A recent study by Albert and Forrester reveals that three marketers out of four don’t exploit the full power of AI, which results in their missing out on potential upsell opportunities.
Less than half of the marketers interviewed by the researchers say that they see AI playing an active role in creative development processes. An even smaller group, 34 percent, believe AI could be crucial in other aspects of a business. There’s even a tiny but relevant percentage that looks at artificial intelligence-powered services with suspicion..
But how come?
The Problem marketers have with artificial intelligence
The problem, it seems, is that marketers have a limited view of how AI-solutions can be valuable to their work.
Of course, they know AI is useful, but they see it merely as a supportive, assistive tool for campaign-related tasks. Simply put, they use an electric bike to pedal downhill: sure, you get faster, but that’s not where the bike’s engine will make the difference.
What happens when you use a tool in an assistive way is that your workflow will influence the performance of the tool you’re employing – not the opposite. What AI can bring to the table, instead, is a new way to approach markets and a new number of markets that were unexplored before.
What is the true power of AI for marketing?
First, let’s get practical. To express their full power, AI-based solutions must serve a clear purpose. That is, they can’t be simply used as support but rather should be integrated into the whole marketing process. You want to see AI make the difference, just like an electric bike’s engine when you pedal uphill!
Let’s consider some examples of AI applied to marketing and sales.
We can start with behavior prediction. AI-based clustering and interpreting of consumer data can be used for predicting customers’ behaviors. This technique dates back to 1998 and is applied within the most diverse fields, both in B2B and B2C markets. The TV platform Sky has even implemented a machine learning model that is designed to recommend content according to the viewer’s mood!
Then we have social listening and sentiment analysis. Through technologies of natural language processing, marketeers can analyze their brand presence and target their campaigns more efficiently. An example of this is Samsung, which identified customer’s dissatisfaction with a new release and took the necessary measures before it was too late.
Another good use of AI can be the so-called dynamic creative. AI technology can power creative ads dynamically, making them resonate with the selected audiences. It can facilitate and expedite testing and can support human creativity with data-based assumptions. For more information on this, check out the Econsultancy’s State of Consumers study.
Then we have data filtering and analysis services. That’s partly what we do at Dashmote. Thanks to AI, we can process huge amounts of data, which allows us to provide a solution to marketeers who need to better understand the markets in which they are moving. They’ll be able to upsell their product in a more efficient, capillary way. You can take a look at our services here.
And last but not least – and certainly not the last, as this list could go on and on – are the location intelligence technologies. Again, something that’s heavily done here at Dashmote. We “mapify” business data to allow companies to better understand their market and get a measure of what they are still missing. A nice piece about it is this Natan Sykes’ article.

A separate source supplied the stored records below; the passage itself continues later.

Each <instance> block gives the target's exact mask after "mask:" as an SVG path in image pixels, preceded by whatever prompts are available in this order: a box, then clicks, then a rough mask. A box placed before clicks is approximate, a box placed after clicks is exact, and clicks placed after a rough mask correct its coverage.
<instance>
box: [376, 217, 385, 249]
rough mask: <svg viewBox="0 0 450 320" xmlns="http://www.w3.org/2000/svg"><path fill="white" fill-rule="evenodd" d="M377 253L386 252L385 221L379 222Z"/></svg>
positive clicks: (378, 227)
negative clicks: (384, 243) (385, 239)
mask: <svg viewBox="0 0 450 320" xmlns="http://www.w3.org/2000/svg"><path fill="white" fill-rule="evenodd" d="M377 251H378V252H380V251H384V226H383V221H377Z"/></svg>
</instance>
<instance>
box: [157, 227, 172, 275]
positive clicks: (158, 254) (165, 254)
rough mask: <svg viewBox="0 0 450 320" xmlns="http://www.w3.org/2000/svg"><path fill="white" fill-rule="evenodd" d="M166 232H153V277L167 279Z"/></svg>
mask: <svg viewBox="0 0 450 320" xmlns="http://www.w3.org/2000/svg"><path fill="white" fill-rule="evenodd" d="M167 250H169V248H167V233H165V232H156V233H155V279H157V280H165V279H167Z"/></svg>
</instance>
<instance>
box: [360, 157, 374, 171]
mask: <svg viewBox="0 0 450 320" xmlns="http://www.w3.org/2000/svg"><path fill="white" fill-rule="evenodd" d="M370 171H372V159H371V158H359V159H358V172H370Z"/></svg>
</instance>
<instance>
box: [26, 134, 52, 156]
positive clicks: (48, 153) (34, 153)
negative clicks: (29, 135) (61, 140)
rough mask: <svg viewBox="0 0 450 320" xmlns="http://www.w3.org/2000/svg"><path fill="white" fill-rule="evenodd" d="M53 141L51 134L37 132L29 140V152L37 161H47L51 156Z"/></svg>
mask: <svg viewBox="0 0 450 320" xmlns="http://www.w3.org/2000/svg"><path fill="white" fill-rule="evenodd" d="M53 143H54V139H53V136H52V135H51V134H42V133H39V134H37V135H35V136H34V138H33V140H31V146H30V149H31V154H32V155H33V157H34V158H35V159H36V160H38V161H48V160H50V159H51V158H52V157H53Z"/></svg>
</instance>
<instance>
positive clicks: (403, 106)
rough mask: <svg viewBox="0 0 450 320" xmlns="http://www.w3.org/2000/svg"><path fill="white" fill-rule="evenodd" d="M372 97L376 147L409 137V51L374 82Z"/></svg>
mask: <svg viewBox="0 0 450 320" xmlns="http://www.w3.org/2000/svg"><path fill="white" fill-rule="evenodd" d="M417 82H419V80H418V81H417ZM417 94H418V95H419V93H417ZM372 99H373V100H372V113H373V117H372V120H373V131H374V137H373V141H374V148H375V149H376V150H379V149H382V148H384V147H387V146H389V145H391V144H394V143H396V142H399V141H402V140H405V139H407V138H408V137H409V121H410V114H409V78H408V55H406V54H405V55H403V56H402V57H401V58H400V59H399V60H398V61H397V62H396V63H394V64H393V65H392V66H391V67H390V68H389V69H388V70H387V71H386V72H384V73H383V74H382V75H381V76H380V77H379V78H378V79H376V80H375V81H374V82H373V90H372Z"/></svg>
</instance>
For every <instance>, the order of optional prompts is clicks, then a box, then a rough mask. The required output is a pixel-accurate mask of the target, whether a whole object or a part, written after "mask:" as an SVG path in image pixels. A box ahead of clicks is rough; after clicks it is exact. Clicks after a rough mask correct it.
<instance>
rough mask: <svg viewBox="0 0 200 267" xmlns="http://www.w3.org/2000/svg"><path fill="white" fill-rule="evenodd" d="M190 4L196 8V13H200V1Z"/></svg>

Use artificial intelligence in a better way
So, wrapping it up, crunching data has to be at the basis of marketing and sales operations. Professionals want to take informed decisions, in turn saving their time and their money. Thanks to a thorough use of data, they can avoid missing out on potential big opportunities and automate the process, making it run smoothly and quickly.
No one says AI will replace good marketers, but it will make them pedal faster and sweat less when headed uphill!